Now set up a local server to view the page, see last part of option 1 for details.

As a minimum example it simply displays the text in the right font, but you can add more features like font size, spacing, etc. See the doc of either projects or code for my demo.

Friendly Note

The chinese-hershey-font project uses computer vision to extract strokes from fonts, and is sensitive to stylistic properties (e.g. stroke width) of the original font. Therefore, it might be necessary to fine tune the parameters to get optimal result. See "Generating Stroke Files" section of the doc to see available parameters and how to tweak them.

Sorry my projects weren't more non-programmer friendly, but I hope the above steps are helpful.

jltan89 commented 5 years ago

No problem. The steps you provided is very helpful. I could get option1 to work but not option2, but thats fine! I can work with option1, Thank you so much.

2 minor question tho,

LingDong- commented 5 years ago

Hi there,

First question

The --corpus problem seems to be a python2/unicode issue, I just updated the code to fix it. Try pulling the newest code or simply apply the following change yourself:

In char2stroke.py, on line 291, find corpus = test_params.corpus if ... and change it to: corpus = test_params.corpus.decode('utf-8') if ....

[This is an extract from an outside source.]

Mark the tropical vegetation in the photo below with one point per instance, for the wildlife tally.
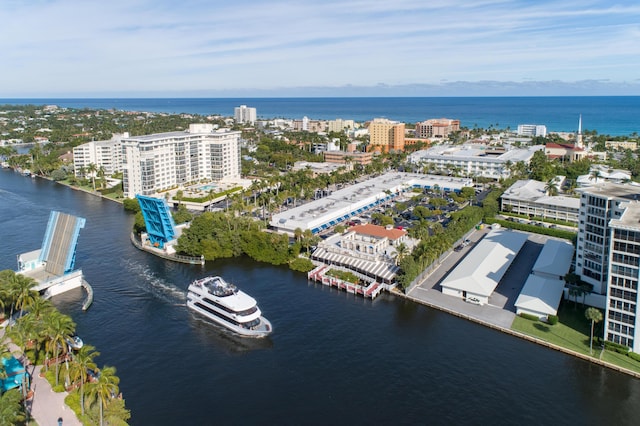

Also, --corpus is an optional argument, so if you just leave it out the program will use some random Chinese text to test the characters (it works without the fix described above), which might be more convenient (depending on use case).

Sorry for the bug, and thanks for spotting it!

Second question

--first [FIRST] and --last [LAST] specifies unicode entry points. Unfortunately, unicode 0-5 are invisible control characters. Therefore, your result is invisible :)

Most used Chinese characters range from 19968 to 40959 (or 4E00 to 9FFF if you speak hex), but here are some more complete lists

So you can try for instance --first 19968 --last 19972 to test out the first five Chinese characters, namely 一丁丂七丄

Hope that helps!

jltan89 commented 5 years ago

Awesome! I got the Second question solution working, but not for the first... I tried using your lastest code and apply the change myself but i still get this error: error

LingDong- commented 5 years ago

Hi there,

Sorry I couldn't reproduce the problem on my computer (maybe it's a windows problem?), but you might find a fix that works for you here:

https://stackoverflow.com/questions/27092833/unicodeencodeerror-charmap-codec-cant-encode-characters

Python2 + unicode always cause tons of headache, maybe I should port the project to python3 some day.

I think maybe one of the easiest things to try is to just delete that line which your error message complains about, print(ch), on line 298. It is merely for printing the character the program is currently processing to the terminal, and has no effect on the results. You'll just need to stare at a blank terminal window for a couple of seconds, then the result window should pop up.

Thanks for the update, and hope that helps!